# New Pup, What Do U Think?



## FOSTER (Nov 14, 2006)

I'm Considering Adding Another Pup To The Family Soon. Two Options I Am Considering Is A Pup Whose Father Is A Champion Weight Puller. I've Seen Him Pull Over 3000 Lbs In 90+ Heat Before And Heard Of Him Pulling Much More. He Is 1/4 Camelot And 3/4 Dagger.70-80lbs .the Mother Is Mealers Blue, 85-95lbs. I Think Denton,brooks And Garner Are On There Also. And Yes I Plan To Work With Him At The Pulls.
Next Is A Red Rednose. His Mothr Is A Red Rednose Out Of "game Lines" About 5o-60lbs. The Father Is A Crawford Rednose W/boudreaux Rocky Biter And Lenz Susie Ii In His Background, Guessing 70-75lbs. 
All Dogs Mentioned Are Adba


----------



## cane76 (Aug 16, 2006)

i like the dagger and camalot blood,wheres some photos...Dog sounds like a good prospect!!


----------



## FOSTER (Nov 14, 2006)

*Ok*

I'll Get Some Pics In The Next Few Days And Post Them On Here, Once I Fugure That Part Out.


----------



## OldFortKennels (Mar 10, 2006)

Id go with the Rednose. Personally I dont like Dagger, its just like Whopper, not APBT.


----------



## APBTenthusiast (Oct 31, 2006)

OldFortKennels said:


> Id go with the Rednose. Personally I dont like Dagger, its just like Whopper, not APBT.


:stupid:

I am not a big "know-it-all" when it comes to bloodlines, but I know enough to understand APBT's were not and still should not be 80-90 lbs.


----------



## GSDBulldog (Dec 22, 2006)

I would go with the dogs whose breeding compliments your needs the best. As others have said, the Dagger blood isn't what one would call proper-APBTs. 

Best of luck, and post pics.


----------



## bully (May 27, 2006)

I'd also go with the rednose but I tend to favor the game bred apbt's.


----------



## GSDBulldog (Dec 22, 2006)

I got a question for the OP. What's a Crawford Rednose?


----------



## OldFortKennels (Mar 10, 2006)

Foster another thing to consider is this. If you are wanting to do WP in the ADBA or UKC winning is based on body % pulled. My dog Rebel during competitve season weighs in at 55-57lbs. Your Dagger/Eddignton/Whopper dogs (while not true APBT) will weigh in excess of 80 to 100+lbs. 

So lets look at this. If I have a good puller at 56lbs and he pulls 4500lbs he has pulled 80.36 times his body weight. (4500/56=80.357)

Ok if you have a SMALL Dagger dog at 85lbs and he pulls the same weight its only 52.94 times his body weight. To beat my dog the Dagger dog would have to pull around close to 6900lbs.

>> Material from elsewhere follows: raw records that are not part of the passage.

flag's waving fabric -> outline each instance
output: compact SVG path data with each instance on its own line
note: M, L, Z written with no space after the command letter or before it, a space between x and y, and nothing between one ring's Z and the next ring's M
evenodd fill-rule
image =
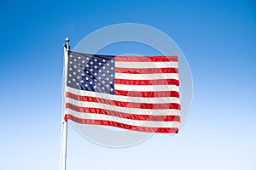
M111 56L69 52L65 118L148 133L177 132L177 56Z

If was a 90lbs dog hed have to pull over 7200lbs
100lb dog 8000lbs.

So yeah you can pull more weight with the big dogs but they have to pull ALOT more to get the better body percentages. They dont normally win if you have a smaller good pulling dog. Rebel in his first year on a good track pulled close to 5000lbs and Bailey my little 42lb dog took the trophy for body pound because she pulled 74 times her body weight!


----------



## cane76 (Aug 16, 2006)

id give a arm and leg for good whopper blood,but would also be honest about it and call it what it is,a oklahoma bulldog,or just a bandog...Youve got to look at it like this,the dog can do more than weight pull,if your interested in a catch dog,they work great,also protection is a option.Ive seen a very good whopper dog at 70 pounds and this dog could hold its own in any activity..


----------



## KingofthePIT (Dec 6, 2006)

I agree with GSDbulldog. Go with whatever fits you and your life style best.


----------



## FOSTER (Nov 14, 2006)

*...*

I Still Have To Get To A Scanner To Put The Pics On. As To What A Crawfords Rednose Is... Its A Bloodline A Lady Has In Northwest Arkansas. The Way I Understand It She Has Been Breeding For Awile And Only With Red's. Redrock Has Boudreax Rocky Biter And Lenz Susie II In Him. I Dont Know Much About The Line Other Than It Is Game. What Info Can U Bestow Upon Me That U Have On These Two Particular Dogs. And Also What Do U Know Of The Camelot, Mealers Blue Lines, As Well As The Dagger. Besides That It Is Whopper~like. The Pics I Have Seen Of Wanna Be A Whopper Make Him Out To Be Much Larger Than This One.


----------



## ABK (Dec 30, 2006)

Here is what I know, maybe it can help you ...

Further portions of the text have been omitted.